Washington, DC – U.S. Senators Charles Schumer (D-NY) and Susan Collins (R-ME) today applauded the U.S. State Department's decision to add Saudi Arabia to the U.S. list of religiously intolerant nations.

For months, Senators Schumer and Collins have urged the State Department to take action against Saudi Arabia's religious intolerance. They recently cosponsored a Senate resolution calling on the State Department to take such action. Department of State Secretary Colin Powell announced today that Saudi Arabia has been identified as a Country of Particular ConcernThis designation, reserved for "governments that engage in or tolerate gross infringements of religious freedom" could subject Saudi Arabia to further action against it, including economic sanctions.

"The State Department has finally recognized that religious freedom does not exist in Saudi Arabia," Schumer said. "We know that Saudi-funded madrassas promote religious intolerance and violence in schools. We know that Saudi Arabia brutally prohibits the public expression of religion that is not the Wahhabi interpretation of Islam. And we know that Saudi efforts to export militant ideology inflame anti-Western sentiments throughout the world. I hope this signals that our nation is finally putting some muscle into its relationship with the Saudis."

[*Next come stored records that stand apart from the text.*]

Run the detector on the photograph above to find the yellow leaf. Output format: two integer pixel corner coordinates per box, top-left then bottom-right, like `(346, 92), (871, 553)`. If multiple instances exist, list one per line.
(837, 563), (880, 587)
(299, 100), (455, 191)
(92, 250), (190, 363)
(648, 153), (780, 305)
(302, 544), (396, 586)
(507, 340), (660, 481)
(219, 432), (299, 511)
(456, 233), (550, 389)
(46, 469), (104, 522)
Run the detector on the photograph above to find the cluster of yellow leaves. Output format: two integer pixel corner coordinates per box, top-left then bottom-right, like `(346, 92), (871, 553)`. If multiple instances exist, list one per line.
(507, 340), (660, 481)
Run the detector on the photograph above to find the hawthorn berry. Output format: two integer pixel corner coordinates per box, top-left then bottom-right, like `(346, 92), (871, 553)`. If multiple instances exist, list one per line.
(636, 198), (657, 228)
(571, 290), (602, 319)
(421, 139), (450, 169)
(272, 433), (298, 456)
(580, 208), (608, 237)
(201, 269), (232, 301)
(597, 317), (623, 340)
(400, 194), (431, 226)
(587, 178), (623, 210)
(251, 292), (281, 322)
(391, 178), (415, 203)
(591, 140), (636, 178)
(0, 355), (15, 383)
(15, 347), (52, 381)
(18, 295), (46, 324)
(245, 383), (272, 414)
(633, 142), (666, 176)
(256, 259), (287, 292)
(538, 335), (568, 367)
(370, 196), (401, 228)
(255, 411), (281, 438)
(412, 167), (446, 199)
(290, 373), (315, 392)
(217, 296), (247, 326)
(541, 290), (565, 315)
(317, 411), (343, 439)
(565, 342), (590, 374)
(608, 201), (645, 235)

"By designating Saudi Arabia, the United States is able to bring attention to the religious atrocities that take place there on a regular basis," Senator Collins said. "Saudi Arabia has a history of religious persecution that needs to be brought to light. I am pleased by the State Department's action today to name Saudi Arabia as a country of particular concern."

Saudi Arabia has a long and sordid history of denigrating its religious minorities, and the treatment of Muslims is particularly concerning. The approximately one million Shi''a Muslims that claim Saudi citizenship are prohibited from teaching their religion and must worship in secret because government law forbids the practice of any form of Islam aside from the official state religion of Wahhabism/Salafism. Shi''a Muslims also face state-sanctioned discrimination as a result of their beliefs, as the Saudi regime restricts their employment in the petroleum industry, the military, and government agencies.

The Schumer-Collins resolution called on Saudi Arabia to cease its support of religious ideologies that promote hatred, intolerance, violence, and other abuses of internationally recognized human rights, and urges the US to promote religious freedom in Saudi Arabia.